第五十五刻 勇者と共に 敵兵
「凄いなぁ…」
俺は感嘆の声を漏らしていた。
前線で起きる爆発、火柱、竜巻。
時折こちらに来るの爆風や塵だけ。
「あれはギースさんかな?あの竜巻はエルゼ先生だ!」
レインは俺の横で飛び跳ねながら舞台を見る子供のよう
にはしゃいでいる。
普段見る先輩達、優しい人、怖い人、サボってる人。
そんな先輩達の本気の姿。
それでも敵の数は多い、前線から溢れた黒鎧の兵士が一人馬に乗ってこちらに駆けてきた。
「レイン!アイスバインドで馬を!」
レインに指示を送る、コクリと頷き彼女から放たれる氷弾。
馬の足元に着弾したそれは瞬く間に地面を凍らせ馬の足を捉えるかのように凍らせた。
バランスを崩し馬と共に兵士が地面に叩きつけられる。
氷弾と共に走り出していた俺は兵士が立ち上がる前に攻撃の届く距離まで接近していた。
「無名五式〈突〉」
鎧の上から腹を殴りつける。
吹き飛ぶ敵兵、アンドレの時とは違い遮蔽物の無い一撃は粗悪な鎧に穴を開けるに十分な威力だった。
「✕※△$$$$$$!」
武器を離し腹部を抑えて叫ぶ敵兵、腹に空いた大穴からは青い血が吹き出している。
兜の留め具を外し苦悶の表情を浮かべる魔族の兵士。
俺と目が合った。
痛み、恐怖、絶望、目がそう言っている。
言葉は違う、血の色も見た目も、それでもわかってしまう。
「やめてくれ、殺さないでくれ。

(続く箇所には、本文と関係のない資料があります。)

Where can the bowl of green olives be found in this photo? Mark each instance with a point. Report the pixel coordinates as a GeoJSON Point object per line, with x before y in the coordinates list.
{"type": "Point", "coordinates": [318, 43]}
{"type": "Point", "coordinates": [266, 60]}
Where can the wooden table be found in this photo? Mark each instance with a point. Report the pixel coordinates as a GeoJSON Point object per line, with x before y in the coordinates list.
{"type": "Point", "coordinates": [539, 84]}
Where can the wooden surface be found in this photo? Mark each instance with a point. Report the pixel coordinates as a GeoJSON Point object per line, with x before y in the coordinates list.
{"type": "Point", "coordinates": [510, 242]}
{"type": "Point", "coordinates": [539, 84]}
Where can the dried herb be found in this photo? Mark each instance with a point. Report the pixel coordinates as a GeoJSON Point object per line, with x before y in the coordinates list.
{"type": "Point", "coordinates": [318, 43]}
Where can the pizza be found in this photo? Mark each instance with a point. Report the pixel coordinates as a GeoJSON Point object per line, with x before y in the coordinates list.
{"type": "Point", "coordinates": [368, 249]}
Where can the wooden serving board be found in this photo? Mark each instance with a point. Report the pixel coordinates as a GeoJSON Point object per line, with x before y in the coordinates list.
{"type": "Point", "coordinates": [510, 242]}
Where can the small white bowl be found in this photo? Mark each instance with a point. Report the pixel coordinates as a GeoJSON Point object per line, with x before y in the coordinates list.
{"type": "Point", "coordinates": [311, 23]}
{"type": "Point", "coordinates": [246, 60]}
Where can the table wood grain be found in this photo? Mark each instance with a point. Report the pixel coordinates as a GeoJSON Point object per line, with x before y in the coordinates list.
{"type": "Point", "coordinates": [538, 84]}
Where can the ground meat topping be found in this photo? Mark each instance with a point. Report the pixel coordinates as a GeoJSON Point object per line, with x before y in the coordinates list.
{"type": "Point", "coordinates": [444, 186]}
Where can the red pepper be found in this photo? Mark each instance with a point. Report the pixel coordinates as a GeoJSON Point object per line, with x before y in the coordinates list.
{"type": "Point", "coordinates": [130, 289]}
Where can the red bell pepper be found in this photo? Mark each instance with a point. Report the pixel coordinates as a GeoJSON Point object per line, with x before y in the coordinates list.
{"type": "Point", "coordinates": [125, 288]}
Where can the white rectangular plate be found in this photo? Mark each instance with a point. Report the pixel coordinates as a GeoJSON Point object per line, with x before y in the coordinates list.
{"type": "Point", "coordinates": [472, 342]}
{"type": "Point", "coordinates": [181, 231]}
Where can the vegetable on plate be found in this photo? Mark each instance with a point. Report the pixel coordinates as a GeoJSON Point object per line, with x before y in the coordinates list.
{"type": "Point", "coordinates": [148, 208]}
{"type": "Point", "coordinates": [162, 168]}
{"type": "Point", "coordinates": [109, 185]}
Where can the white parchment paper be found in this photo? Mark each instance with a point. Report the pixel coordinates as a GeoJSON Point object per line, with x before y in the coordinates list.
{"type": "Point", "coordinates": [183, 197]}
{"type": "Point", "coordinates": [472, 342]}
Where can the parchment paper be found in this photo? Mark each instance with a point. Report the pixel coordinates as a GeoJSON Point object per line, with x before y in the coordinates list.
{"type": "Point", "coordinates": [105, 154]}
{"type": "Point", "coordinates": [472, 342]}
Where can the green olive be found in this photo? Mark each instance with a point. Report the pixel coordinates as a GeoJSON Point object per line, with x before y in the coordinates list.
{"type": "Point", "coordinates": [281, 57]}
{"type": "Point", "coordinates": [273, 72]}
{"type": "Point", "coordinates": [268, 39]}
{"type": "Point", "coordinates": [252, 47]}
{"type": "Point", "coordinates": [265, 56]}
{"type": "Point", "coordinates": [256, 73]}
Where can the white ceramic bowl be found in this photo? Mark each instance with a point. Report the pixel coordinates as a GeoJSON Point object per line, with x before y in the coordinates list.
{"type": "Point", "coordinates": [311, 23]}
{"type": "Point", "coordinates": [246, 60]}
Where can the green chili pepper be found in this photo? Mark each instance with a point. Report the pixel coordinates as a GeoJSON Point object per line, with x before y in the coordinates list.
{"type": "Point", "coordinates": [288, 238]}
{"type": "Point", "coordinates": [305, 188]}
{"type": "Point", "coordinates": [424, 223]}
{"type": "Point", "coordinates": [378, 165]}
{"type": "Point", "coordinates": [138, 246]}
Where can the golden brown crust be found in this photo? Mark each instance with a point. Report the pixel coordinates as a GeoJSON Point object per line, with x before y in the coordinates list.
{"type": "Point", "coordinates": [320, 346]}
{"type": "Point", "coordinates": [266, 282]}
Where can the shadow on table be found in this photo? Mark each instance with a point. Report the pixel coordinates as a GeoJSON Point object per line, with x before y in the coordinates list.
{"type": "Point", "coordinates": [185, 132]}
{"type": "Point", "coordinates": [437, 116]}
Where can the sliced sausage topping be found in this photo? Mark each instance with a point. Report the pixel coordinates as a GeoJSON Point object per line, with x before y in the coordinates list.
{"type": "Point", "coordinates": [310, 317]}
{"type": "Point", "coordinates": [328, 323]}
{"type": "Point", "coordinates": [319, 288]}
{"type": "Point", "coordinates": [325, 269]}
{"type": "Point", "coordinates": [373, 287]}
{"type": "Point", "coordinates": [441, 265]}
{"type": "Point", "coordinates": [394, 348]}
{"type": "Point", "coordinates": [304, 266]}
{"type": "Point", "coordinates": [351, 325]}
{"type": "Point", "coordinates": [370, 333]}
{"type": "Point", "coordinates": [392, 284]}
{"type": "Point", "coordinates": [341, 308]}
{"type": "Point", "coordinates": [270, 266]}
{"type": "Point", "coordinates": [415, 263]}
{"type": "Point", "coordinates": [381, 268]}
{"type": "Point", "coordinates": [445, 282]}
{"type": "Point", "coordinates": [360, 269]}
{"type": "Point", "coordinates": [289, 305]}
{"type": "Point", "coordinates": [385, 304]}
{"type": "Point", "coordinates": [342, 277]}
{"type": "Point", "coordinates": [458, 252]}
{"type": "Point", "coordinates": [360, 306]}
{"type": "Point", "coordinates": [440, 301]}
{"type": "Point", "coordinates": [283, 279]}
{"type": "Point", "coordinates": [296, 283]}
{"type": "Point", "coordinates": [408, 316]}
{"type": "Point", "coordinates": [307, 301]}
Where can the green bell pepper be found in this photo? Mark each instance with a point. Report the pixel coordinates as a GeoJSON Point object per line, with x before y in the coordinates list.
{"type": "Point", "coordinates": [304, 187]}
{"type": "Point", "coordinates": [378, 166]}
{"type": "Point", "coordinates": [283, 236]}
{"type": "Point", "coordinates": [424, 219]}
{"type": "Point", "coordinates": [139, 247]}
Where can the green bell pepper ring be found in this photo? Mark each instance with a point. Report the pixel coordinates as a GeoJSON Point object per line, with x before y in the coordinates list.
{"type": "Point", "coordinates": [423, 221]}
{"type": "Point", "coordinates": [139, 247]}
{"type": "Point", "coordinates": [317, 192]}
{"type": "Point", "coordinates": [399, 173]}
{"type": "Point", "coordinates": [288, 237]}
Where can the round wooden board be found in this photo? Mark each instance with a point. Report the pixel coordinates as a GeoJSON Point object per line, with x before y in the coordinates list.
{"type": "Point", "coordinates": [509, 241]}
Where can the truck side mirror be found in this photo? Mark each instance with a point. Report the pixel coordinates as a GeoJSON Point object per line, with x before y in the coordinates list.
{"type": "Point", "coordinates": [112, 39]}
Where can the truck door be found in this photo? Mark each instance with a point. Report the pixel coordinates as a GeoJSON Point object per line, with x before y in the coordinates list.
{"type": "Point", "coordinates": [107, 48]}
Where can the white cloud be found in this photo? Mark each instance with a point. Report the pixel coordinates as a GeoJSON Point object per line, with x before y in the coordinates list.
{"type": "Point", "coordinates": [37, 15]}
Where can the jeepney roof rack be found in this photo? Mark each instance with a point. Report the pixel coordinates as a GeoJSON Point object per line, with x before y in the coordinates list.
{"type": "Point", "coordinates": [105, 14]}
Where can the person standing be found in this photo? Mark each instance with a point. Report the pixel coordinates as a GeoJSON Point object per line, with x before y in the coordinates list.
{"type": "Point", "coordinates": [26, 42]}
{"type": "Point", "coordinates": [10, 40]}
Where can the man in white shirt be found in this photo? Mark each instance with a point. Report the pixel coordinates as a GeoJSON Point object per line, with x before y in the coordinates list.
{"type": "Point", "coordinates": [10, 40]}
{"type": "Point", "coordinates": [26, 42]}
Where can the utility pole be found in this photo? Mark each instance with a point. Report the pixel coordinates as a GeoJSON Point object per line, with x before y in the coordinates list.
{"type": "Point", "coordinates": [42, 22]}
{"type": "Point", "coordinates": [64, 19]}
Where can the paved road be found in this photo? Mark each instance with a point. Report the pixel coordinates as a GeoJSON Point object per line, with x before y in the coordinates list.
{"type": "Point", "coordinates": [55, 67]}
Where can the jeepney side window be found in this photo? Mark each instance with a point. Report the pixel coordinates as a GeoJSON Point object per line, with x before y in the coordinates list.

」
腰にかけた剣を握る手が緩む。
「セス!惑わされるな!」
背後から物凄い勢いで現れた人影、放たれた斬撃は敵兵の首を跳ね飛ばした。
バタッと音を立てて地面に倒れ込む首のない身体、転がった頭が回り再度俺と目が合う。
腹から喉を伝わり口に広がる酸っぱい香り。
口から溢れ出そうになるそれを必死に我慢し、首を跳ねた主を見る。
青い血を剣から滴らせ佇むエヴァン。
「魔族だぞ、情をかけるな。自分が死ぬぞ。」
エヴァンはそれだけ言い残し前線へと走り出した。
悔しいがエヴァンの言う通りだ、油断させて不意打ちするつもりだったら?味方に狙わせていたら?
「立場はいつでも逆になる…」
エヴァンは躊躇なくやった、俺は出来なかった。
差をまざまざと見せつけられ奥歯を嚙みしめる、敵兵の死体を目に焼き付けるようにその場でしばらく動けずにいた。